The BTO runs a perfectly good year-round Garden Birdwatch survey. It has the great merit of being scientifically rigourous, and has recorded all sorts of wildlife for years and years. OK - so the RSPB has the clout to get several minutes airing on the Today programme, but why not use that to implore people to help the BTO out? Surely the RSPB doesn't see itself in competition with the BTO? By running its own survey, what does the RSPB hope to achieve? In my more cynical moments I'd say this was a shameless PR exercise off the back of SpringWatch, which will use a great deal of membership money that would have been better spent on habitat. I'm interested in your thoughts about this. Please post your comments.On a lighter note I spent a very merry weekend butterflying. Marsh and Small Pearl-bordered Fritillaries went very well - but the highlight for me was this very gorgeous Forester moth. Very twinkly.

Friday, 5 June 2009

Green Hairstreaks

Five species of Hairstreak butterflies can be seen in Britain. Usefully they all have colours in their names, so they are relatively easy to remember: Brown, Purple, White-letter, Black and Green. Last year we successfully filmed the first four Hairstreaks, but managed only a few brief shots of the fifth. So we were particularly delighted to catch up recently with this gentleman and his friends.
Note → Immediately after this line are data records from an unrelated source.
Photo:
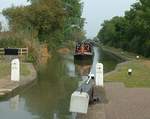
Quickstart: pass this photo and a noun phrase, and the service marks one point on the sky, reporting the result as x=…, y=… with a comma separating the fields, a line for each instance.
x=95, y=12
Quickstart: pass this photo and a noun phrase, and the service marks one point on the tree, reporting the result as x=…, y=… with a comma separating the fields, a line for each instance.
x=131, y=32
x=0, y=26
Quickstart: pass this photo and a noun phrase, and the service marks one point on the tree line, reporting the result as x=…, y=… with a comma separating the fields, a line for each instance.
x=130, y=32
x=49, y=21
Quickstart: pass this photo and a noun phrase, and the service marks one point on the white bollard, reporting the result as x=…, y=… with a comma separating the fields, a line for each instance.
x=79, y=102
x=99, y=74
x=15, y=70
x=14, y=103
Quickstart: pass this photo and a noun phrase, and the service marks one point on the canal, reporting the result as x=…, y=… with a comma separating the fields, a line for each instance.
x=49, y=97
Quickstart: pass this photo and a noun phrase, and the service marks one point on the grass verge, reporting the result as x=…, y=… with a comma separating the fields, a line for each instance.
x=141, y=70
x=5, y=69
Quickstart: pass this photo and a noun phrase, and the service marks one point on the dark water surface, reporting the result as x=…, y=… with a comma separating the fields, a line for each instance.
x=49, y=98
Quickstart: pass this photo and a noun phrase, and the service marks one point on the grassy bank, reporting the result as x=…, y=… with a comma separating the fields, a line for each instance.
x=141, y=70
x=5, y=69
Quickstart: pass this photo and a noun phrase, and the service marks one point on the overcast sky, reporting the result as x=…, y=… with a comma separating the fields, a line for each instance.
x=95, y=11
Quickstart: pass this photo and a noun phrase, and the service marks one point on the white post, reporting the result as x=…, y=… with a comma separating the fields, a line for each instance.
x=99, y=74
x=15, y=70
x=79, y=102
x=14, y=103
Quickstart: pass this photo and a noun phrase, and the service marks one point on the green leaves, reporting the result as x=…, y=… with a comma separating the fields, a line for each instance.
x=131, y=32
x=45, y=18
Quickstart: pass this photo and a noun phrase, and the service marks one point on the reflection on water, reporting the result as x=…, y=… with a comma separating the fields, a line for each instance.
x=49, y=97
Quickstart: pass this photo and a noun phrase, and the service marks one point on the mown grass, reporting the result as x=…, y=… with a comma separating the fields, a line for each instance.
x=5, y=69
x=139, y=78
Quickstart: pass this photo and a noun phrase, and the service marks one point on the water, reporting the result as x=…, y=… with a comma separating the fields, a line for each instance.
x=49, y=98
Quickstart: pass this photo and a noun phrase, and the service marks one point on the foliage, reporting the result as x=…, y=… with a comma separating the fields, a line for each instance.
x=11, y=41
x=50, y=21
x=131, y=32
x=0, y=26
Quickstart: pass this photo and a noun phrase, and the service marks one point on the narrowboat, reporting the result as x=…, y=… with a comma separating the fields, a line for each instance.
x=84, y=50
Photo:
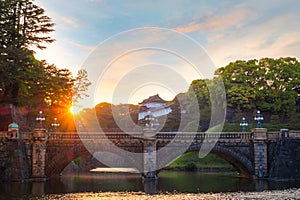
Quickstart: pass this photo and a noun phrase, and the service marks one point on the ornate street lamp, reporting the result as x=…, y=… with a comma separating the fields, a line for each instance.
x=258, y=117
x=243, y=124
x=40, y=118
x=55, y=125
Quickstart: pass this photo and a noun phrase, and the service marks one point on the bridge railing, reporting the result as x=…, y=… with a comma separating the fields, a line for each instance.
x=202, y=135
x=160, y=135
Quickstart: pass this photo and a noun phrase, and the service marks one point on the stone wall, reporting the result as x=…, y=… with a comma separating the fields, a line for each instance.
x=14, y=164
x=284, y=159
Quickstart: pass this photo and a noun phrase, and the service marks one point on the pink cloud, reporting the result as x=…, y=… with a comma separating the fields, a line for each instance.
x=218, y=23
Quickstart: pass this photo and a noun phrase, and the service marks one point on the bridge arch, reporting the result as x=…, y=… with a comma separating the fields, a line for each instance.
x=240, y=161
x=57, y=161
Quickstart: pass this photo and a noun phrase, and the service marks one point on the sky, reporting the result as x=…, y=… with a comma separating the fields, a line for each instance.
x=134, y=49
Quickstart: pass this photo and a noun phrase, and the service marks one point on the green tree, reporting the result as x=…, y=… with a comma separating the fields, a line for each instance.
x=22, y=25
x=81, y=85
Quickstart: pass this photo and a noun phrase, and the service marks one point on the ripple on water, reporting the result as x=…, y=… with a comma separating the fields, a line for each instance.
x=277, y=194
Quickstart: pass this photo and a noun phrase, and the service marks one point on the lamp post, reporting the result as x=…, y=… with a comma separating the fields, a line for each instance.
x=55, y=125
x=151, y=122
x=243, y=124
x=40, y=118
x=258, y=117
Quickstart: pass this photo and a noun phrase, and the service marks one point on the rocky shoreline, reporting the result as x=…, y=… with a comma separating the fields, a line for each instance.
x=267, y=195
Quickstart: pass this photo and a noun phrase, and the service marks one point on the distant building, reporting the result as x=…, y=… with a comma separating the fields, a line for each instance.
x=154, y=106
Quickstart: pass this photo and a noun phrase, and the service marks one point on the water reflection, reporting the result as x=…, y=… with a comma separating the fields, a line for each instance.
x=112, y=182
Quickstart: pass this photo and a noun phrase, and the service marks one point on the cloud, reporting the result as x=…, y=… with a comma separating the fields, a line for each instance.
x=274, y=37
x=218, y=23
x=93, y=0
x=70, y=21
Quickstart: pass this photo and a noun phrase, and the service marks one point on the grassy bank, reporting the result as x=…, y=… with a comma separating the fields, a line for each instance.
x=191, y=162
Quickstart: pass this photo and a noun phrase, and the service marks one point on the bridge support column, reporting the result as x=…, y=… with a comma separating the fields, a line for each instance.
x=39, y=155
x=149, y=150
x=260, y=152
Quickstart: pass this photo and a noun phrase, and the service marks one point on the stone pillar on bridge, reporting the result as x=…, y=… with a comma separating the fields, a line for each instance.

Green Hairstreaks are annoyingly difficult to see well... let alone photograph. The general Hairstreak philosophy is to is perch invisibly pretending to be a leaf high up in a dense hawthorn, blackthorn or (in the case of Purple Hairstreak) oak trees. Being predominantly green and brown, Green Hairstreaks are rather good at this.

From time to time, generally when you are looking the other way, they may take off for a brief sortie. If you are lucky, they will be noticed by a neighboring male and a dogfight will ensue. Tracking the spiraling flight of the combatants and hopefully following one of them back to its perch may – with patience and good fortune – allow you to creep up and shoot the beast.

Anyway, many thanks to Lee Evans for guiding us to these particular Green Hairstreaks, rather late in their flight season. Although best known as a birder, Lee is also a keen lepidopterist. His directions were customarily exact: we turned up at the specified bush in Bedfordshire and there were the butterflies.